# linie / vektor zeichnen



## Guest (13. Okt 2004)

Hallo.
ich möchte gern einen vektor -line mit pfeilspitze zeichnen -.  
Gibt es für die Pfeilspitzen irgendwelche Normen -
Das Programm, was an den ich arbeite, soll latex - konforme Zeichnungen erzeugen -. Das Problem dabei ist, daß nirgends in den Dokus irgendwas zu den Pfeilspitzen steht.


----------



## dotlens (13. Okt 2004)

glaube fast, dass du die Pfeilspitzen selbst machen musst. das darstellen ist kein Problem, musst nur wissen wo sich die Eckpunkte des Dreiecks befinden. dazu könntest du in unserm matheForm nachfragen wie das geht. glaube igrgendwie mit cos() und so.


----------



## abollm (13. Okt 2004)

Für den Bereich technischer Zeichnungen im Maschinenbau gibt es die DIN 406 T 2 - Maßeintragungen in Zeichnungen, Regeln.

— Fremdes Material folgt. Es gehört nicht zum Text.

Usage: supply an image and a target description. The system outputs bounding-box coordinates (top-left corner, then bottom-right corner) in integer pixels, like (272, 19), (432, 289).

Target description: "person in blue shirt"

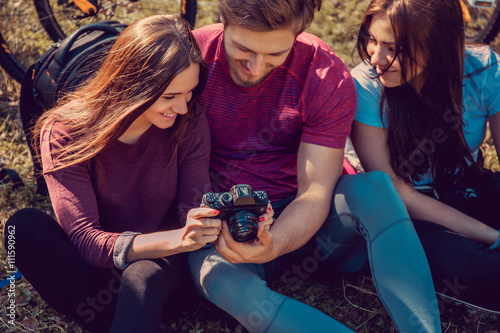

(351, 0), (500, 311)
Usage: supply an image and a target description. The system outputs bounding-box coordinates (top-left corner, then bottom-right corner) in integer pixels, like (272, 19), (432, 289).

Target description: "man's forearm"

(271, 190), (332, 258)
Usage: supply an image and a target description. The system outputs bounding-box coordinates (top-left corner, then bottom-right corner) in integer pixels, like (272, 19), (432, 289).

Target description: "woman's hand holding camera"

(180, 208), (221, 252)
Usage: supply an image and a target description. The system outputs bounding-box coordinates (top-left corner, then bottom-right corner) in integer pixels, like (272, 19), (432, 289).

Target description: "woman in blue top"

(352, 0), (500, 310)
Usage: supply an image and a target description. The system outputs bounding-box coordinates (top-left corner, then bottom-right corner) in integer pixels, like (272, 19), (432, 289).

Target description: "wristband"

(490, 230), (500, 250)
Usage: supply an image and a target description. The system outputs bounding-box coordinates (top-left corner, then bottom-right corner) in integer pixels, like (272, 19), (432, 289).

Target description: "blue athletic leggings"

(189, 171), (441, 333)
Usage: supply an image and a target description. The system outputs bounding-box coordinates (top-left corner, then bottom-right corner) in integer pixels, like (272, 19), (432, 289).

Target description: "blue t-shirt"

(351, 46), (500, 185)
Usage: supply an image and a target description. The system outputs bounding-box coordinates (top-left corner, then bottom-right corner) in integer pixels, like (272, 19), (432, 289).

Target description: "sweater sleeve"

(41, 123), (131, 268)
(177, 110), (211, 225)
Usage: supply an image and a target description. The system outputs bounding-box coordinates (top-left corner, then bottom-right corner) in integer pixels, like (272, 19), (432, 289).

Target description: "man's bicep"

(297, 142), (344, 195)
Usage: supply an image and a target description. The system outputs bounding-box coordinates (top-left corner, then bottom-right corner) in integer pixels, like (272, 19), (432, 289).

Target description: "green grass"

(0, 0), (500, 333)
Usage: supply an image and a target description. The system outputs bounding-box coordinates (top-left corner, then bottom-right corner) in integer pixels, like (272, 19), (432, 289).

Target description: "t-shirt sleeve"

(41, 120), (125, 268)
(351, 63), (384, 127)
(301, 50), (356, 149)
(177, 110), (211, 225)
(483, 50), (500, 117)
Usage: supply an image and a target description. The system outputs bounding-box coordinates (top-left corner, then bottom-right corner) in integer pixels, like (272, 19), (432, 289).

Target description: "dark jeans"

(414, 170), (500, 311)
(5, 208), (198, 332)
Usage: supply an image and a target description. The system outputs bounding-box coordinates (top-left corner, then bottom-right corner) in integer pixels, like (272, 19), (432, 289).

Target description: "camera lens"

(229, 210), (258, 242)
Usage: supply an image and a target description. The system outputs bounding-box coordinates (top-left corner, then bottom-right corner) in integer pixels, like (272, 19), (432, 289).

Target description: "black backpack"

(19, 21), (127, 195)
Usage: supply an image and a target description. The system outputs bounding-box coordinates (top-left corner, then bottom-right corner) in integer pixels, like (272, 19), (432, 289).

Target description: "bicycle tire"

(34, 0), (211, 41)
(465, 0), (500, 44)
(0, 0), (52, 82)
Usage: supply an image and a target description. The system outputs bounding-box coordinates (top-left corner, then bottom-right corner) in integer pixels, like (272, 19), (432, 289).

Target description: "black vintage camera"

(201, 184), (269, 242)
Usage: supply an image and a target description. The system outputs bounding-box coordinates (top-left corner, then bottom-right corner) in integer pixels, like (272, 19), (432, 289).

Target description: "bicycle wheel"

(0, 0), (52, 82)
(462, 0), (500, 44)
(34, 0), (216, 41)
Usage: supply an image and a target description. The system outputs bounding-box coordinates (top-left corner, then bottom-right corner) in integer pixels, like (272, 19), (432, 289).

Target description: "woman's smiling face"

(366, 14), (423, 88)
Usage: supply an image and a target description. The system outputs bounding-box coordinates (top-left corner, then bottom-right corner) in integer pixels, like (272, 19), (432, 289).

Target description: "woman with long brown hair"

(2, 15), (262, 332)
(352, 0), (500, 311)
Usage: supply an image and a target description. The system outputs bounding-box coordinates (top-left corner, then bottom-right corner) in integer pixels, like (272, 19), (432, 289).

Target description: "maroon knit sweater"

(41, 116), (210, 268)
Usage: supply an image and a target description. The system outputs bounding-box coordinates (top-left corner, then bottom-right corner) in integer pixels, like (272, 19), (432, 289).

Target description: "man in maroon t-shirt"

(190, 0), (442, 332)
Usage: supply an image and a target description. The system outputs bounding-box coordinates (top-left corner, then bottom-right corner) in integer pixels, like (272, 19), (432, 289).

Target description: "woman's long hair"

(357, 0), (477, 192)
(33, 14), (207, 171)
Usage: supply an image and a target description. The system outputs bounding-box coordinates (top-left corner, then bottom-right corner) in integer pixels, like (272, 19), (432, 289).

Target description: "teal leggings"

(189, 171), (441, 333)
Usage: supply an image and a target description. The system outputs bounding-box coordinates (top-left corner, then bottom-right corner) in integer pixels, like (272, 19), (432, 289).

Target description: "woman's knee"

(4, 208), (57, 247)
(121, 259), (182, 292)
(335, 170), (397, 200)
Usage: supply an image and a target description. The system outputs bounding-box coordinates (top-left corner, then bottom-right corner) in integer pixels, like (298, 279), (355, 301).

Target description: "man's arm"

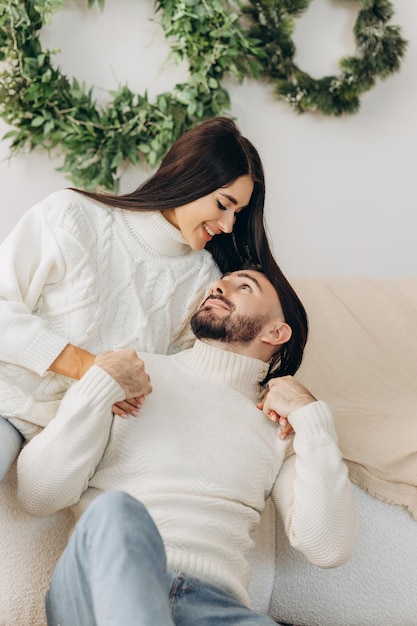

(263, 377), (357, 567)
(17, 350), (152, 516)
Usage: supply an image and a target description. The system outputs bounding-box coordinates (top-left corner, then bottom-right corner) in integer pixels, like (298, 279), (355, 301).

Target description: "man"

(18, 270), (356, 626)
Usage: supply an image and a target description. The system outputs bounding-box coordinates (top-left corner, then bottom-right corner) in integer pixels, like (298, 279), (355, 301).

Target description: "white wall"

(0, 0), (417, 278)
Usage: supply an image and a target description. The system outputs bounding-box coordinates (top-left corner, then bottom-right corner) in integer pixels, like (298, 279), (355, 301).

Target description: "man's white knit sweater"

(18, 341), (355, 603)
(0, 190), (220, 438)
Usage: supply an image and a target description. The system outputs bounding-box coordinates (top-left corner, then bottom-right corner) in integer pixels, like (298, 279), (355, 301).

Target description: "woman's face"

(162, 175), (253, 250)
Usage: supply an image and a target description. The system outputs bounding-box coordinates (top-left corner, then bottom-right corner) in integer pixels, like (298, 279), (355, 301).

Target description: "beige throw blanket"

(292, 278), (417, 519)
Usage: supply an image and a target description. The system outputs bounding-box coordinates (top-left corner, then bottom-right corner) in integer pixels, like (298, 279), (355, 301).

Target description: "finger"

(116, 400), (139, 416)
(123, 395), (145, 409)
(268, 410), (280, 422)
(111, 404), (128, 418)
(279, 420), (294, 439)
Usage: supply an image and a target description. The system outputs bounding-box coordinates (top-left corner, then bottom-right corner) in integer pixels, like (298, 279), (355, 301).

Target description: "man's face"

(191, 270), (283, 345)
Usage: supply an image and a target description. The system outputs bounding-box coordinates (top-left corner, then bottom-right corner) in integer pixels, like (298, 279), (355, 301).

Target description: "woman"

(0, 117), (306, 468)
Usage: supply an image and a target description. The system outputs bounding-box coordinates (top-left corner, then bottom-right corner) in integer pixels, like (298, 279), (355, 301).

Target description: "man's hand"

(94, 350), (152, 417)
(258, 376), (316, 439)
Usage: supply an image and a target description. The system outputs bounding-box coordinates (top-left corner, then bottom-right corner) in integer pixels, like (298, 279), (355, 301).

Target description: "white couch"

(0, 279), (417, 626)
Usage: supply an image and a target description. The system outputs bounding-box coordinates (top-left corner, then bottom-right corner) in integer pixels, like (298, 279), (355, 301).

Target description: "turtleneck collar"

(173, 339), (269, 402)
(120, 209), (193, 256)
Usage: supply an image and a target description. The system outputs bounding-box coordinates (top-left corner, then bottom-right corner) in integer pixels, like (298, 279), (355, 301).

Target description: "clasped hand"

(257, 376), (316, 439)
(94, 350), (152, 417)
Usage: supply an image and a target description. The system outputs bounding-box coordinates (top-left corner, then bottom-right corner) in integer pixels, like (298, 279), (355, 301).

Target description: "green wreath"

(0, 0), (406, 190)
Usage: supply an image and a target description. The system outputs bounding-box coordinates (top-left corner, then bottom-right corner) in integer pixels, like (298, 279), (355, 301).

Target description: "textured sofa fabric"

(0, 278), (417, 626)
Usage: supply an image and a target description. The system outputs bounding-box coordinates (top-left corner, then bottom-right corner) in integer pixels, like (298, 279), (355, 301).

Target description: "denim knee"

(84, 491), (149, 522)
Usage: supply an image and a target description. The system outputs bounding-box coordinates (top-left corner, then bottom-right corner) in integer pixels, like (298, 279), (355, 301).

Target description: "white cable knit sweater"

(0, 190), (220, 439)
(18, 341), (355, 603)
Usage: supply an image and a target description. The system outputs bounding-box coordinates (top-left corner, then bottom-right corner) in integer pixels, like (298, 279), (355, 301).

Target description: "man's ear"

(260, 321), (292, 346)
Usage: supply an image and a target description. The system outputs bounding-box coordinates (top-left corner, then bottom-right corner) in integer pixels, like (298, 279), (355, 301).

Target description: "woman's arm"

(17, 366), (123, 516)
(17, 350), (152, 516)
(272, 402), (357, 567)
(0, 209), (68, 376)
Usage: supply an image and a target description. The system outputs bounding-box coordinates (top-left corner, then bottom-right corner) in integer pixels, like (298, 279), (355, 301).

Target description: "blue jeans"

(46, 491), (274, 626)
(0, 417), (23, 483)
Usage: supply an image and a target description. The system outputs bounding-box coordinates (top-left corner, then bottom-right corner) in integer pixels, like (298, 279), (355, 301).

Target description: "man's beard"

(191, 296), (268, 345)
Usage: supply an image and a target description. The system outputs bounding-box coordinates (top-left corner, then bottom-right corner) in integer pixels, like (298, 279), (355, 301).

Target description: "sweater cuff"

(288, 400), (335, 437)
(74, 365), (126, 405)
(19, 331), (68, 376)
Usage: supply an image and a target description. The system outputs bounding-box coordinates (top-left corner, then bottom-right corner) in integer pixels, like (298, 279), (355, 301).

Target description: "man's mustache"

(200, 294), (235, 311)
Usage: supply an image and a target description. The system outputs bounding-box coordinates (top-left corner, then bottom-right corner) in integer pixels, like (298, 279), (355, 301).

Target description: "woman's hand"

(94, 350), (152, 417)
(257, 376), (316, 439)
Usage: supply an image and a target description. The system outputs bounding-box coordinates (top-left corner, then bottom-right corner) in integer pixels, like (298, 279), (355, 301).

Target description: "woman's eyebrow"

(219, 191), (249, 209)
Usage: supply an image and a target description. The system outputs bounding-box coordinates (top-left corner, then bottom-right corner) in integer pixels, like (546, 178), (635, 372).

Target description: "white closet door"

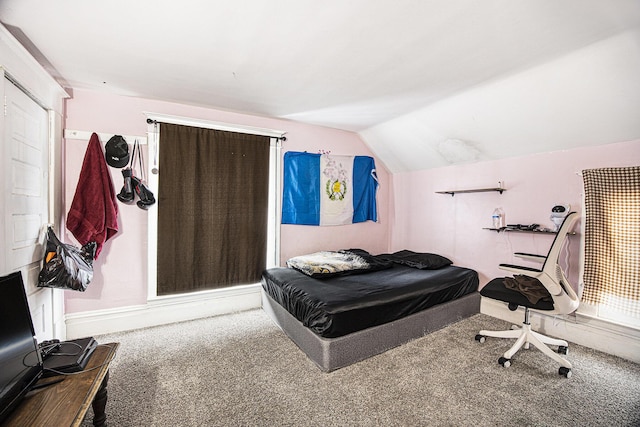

(1, 78), (54, 340)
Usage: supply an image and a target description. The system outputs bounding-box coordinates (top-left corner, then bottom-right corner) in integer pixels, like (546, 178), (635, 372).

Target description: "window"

(148, 115), (282, 299)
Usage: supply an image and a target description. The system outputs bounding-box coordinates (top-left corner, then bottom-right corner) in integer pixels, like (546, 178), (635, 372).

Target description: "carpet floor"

(83, 310), (640, 427)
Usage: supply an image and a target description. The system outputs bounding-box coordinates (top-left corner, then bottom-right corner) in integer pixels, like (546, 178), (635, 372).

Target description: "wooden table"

(2, 343), (120, 427)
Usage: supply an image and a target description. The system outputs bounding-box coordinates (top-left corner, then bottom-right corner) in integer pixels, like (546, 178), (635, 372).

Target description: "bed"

(261, 249), (480, 372)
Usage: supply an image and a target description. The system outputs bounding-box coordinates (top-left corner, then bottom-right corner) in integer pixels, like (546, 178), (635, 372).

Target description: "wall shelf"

(483, 227), (576, 236)
(436, 181), (507, 197)
(483, 227), (557, 234)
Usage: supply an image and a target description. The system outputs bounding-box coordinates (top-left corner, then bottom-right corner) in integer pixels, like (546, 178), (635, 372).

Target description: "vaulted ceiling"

(0, 0), (640, 172)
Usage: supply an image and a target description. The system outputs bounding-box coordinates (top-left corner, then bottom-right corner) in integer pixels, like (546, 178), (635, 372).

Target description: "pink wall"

(64, 90), (391, 313)
(390, 140), (640, 286)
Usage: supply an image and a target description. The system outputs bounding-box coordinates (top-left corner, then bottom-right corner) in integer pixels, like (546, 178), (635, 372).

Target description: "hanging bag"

(131, 139), (156, 210)
(38, 227), (97, 292)
(116, 140), (137, 204)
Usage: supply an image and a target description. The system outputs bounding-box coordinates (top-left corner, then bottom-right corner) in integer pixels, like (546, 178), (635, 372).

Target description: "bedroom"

(0, 1), (640, 424)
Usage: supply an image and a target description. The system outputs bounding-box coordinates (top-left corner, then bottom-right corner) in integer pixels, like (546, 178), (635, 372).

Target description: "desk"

(2, 343), (120, 427)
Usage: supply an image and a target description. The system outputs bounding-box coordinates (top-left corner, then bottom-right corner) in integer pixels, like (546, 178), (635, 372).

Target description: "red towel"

(67, 133), (118, 259)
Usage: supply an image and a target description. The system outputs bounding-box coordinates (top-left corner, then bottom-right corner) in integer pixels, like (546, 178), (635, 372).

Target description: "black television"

(0, 272), (43, 423)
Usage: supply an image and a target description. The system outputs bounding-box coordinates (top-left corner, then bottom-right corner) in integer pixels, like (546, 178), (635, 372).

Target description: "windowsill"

(147, 283), (260, 306)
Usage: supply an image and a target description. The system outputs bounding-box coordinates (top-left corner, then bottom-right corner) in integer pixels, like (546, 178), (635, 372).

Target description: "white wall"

(361, 30), (640, 173)
(391, 139), (640, 285)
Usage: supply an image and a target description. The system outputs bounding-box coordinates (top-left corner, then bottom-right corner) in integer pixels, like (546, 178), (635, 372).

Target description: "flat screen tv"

(0, 272), (42, 422)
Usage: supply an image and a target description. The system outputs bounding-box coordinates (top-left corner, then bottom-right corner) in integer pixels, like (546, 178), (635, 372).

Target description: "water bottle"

(491, 208), (502, 228)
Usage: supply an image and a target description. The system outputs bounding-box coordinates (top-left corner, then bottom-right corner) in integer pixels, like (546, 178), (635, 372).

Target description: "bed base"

(262, 289), (480, 372)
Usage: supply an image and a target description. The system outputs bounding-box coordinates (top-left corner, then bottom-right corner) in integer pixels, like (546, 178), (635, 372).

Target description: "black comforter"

(262, 264), (478, 338)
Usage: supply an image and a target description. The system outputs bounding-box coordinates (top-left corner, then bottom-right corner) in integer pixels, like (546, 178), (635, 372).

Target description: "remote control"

(38, 340), (60, 360)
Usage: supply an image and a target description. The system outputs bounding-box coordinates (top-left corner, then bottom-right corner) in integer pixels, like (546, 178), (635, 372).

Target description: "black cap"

(104, 135), (129, 168)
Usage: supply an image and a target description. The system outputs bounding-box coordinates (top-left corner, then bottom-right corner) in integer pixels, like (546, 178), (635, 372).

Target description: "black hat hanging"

(104, 135), (129, 168)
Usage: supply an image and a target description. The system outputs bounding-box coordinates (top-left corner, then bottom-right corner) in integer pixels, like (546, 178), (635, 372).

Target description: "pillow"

(287, 249), (391, 279)
(379, 250), (453, 270)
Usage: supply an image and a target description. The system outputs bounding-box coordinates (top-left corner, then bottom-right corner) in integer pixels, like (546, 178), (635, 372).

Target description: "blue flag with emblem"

(282, 151), (378, 225)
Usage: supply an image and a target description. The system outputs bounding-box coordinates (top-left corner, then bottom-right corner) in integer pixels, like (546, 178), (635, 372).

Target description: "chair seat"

(480, 277), (553, 310)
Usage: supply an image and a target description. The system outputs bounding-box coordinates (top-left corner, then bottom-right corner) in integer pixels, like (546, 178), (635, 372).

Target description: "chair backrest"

(538, 212), (580, 314)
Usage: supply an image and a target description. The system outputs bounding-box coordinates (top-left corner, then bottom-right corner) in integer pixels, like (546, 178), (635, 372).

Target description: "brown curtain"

(582, 166), (640, 318)
(157, 123), (269, 295)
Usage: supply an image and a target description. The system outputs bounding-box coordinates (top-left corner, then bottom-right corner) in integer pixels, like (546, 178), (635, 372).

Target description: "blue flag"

(282, 151), (378, 225)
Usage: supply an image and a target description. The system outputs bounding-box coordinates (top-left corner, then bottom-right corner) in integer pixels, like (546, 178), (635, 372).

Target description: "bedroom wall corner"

(63, 90), (391, 324)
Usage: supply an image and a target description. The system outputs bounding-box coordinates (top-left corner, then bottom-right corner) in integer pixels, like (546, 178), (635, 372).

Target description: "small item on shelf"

(491, 208), (504, 229)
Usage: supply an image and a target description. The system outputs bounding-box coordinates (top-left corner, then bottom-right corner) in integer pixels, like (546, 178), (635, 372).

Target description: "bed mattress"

(262, 265), (478, 338)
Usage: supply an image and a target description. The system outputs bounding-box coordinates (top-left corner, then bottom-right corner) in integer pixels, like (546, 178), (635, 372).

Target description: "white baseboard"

(480, 297), (640, 363)
(66, 284), (262, 339)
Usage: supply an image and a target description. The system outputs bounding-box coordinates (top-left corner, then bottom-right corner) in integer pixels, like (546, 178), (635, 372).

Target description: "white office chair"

(476, 212), (580, 378)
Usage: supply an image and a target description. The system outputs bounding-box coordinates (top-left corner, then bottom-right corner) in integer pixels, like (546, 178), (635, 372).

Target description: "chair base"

(476, 321), (572, 371)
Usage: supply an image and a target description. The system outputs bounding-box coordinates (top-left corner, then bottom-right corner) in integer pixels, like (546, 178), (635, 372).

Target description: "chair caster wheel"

(558, 366), (571, 378)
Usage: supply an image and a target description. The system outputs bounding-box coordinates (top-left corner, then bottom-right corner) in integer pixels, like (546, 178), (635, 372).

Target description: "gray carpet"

(83, 310), (640, 427)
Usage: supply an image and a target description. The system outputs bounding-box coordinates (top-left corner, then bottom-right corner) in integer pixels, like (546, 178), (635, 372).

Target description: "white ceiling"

(0, 0), (640, 172)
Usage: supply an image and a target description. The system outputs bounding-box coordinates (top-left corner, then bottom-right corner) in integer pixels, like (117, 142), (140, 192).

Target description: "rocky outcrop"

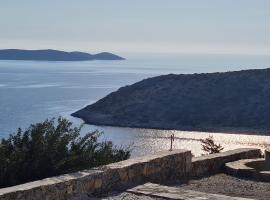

(72, 69), (270, 131)
(0, 49), (124, 61)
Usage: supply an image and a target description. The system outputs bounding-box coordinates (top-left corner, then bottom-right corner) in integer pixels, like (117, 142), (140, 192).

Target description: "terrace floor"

(77, 173), (270, 200)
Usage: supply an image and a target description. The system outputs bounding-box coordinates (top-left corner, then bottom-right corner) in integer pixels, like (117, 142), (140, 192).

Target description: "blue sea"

(0, 54), (270, 156)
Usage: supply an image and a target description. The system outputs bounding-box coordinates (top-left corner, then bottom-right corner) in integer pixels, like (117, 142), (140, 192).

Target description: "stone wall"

(191, 148), (261, 177)
(0, 150), (191, 200)
(0, 148), (261, 200)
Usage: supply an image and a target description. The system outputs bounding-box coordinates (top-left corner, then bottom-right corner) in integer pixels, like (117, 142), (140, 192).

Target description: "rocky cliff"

(72, 69), (270, 131)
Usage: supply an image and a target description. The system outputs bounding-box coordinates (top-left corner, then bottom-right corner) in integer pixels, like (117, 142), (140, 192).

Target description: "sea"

(0, 54), (270, 157)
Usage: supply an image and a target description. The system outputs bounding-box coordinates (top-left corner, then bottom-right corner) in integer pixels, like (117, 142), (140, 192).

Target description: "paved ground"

(176, 174), (270, 200)
(72, 174), (270, 200)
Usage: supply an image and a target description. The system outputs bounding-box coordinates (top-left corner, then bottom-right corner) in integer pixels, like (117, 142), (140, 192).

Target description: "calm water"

(0, 55), (270, 156)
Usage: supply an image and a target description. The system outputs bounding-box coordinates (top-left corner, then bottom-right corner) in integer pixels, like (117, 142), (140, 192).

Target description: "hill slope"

(72, 69), (270, 133)
(0, 49), (124, 61)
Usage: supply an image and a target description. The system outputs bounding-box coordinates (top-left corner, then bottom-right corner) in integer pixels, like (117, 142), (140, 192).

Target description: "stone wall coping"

(98, 149), (191, 170)
(0, 170), (103, 196)
(192, 148), (259, 162)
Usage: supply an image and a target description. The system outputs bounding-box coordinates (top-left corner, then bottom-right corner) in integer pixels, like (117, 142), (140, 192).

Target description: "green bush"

(0, 117), (130, 187)
(200, 136), (224, 154)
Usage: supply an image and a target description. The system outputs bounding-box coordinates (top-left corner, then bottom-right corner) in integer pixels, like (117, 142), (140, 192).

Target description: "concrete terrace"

(0, 148), (264, 200)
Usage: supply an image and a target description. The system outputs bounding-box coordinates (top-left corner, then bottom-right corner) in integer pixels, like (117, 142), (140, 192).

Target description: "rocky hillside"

(72, 69), (270, 131)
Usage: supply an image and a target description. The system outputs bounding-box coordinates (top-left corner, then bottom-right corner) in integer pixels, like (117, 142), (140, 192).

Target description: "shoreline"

(71, 114), (270, 136)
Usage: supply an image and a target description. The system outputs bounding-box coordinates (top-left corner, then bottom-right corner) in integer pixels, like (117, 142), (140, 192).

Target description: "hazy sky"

(0, 0), (270, 54)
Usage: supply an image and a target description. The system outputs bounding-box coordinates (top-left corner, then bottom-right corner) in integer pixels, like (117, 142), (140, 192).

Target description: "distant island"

(72, 69), (270, 134)
(0, 49), (124, 61)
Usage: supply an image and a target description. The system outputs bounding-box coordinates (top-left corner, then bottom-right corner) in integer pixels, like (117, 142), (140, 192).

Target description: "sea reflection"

(80, 125), (270, 157)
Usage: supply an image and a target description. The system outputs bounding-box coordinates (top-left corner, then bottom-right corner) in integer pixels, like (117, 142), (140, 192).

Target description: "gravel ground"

(70, 192), (164, 200)
(177, 174), (270, 200)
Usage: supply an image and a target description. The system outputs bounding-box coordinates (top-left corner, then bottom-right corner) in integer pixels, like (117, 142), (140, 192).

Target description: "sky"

(0, 0), (270, 55)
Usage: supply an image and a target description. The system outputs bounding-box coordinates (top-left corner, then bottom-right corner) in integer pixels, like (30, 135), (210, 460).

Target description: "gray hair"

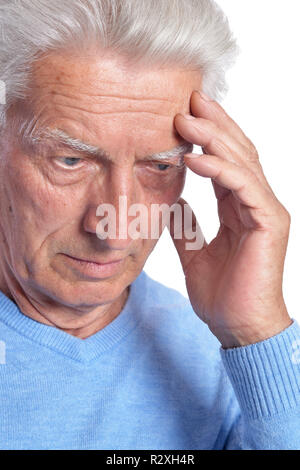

In dieser Norm ist auch beschrieben, wie die Maßpfeile definiert sind. In meinem veralteten Auszug habe ich 
gefunden, dass die so genannten Maßpfeile (Pfeilspitze) entweder ausgefüllt oder nicht ausgefüllt sein und der Winkel 
der Pfeilspitze ca. 15° betragen muss. Außerdem soll die Länge der Schräge der Pfeilspitze den fünffachen Wert der 
"Linienbreite der breiten Vollinie" aufweisen, z.B. bei 0,7 mm Linienbreite = 3,5 mm. Daneben gibt es auch noch die 
Möglichkeit die Pfeilspitze offen zu lassen. Dann kann der Winkel aber zwischen 15° und 90° betragen.

BTW: Die Liniendicken sind selbstverständlich auch genormt.


----------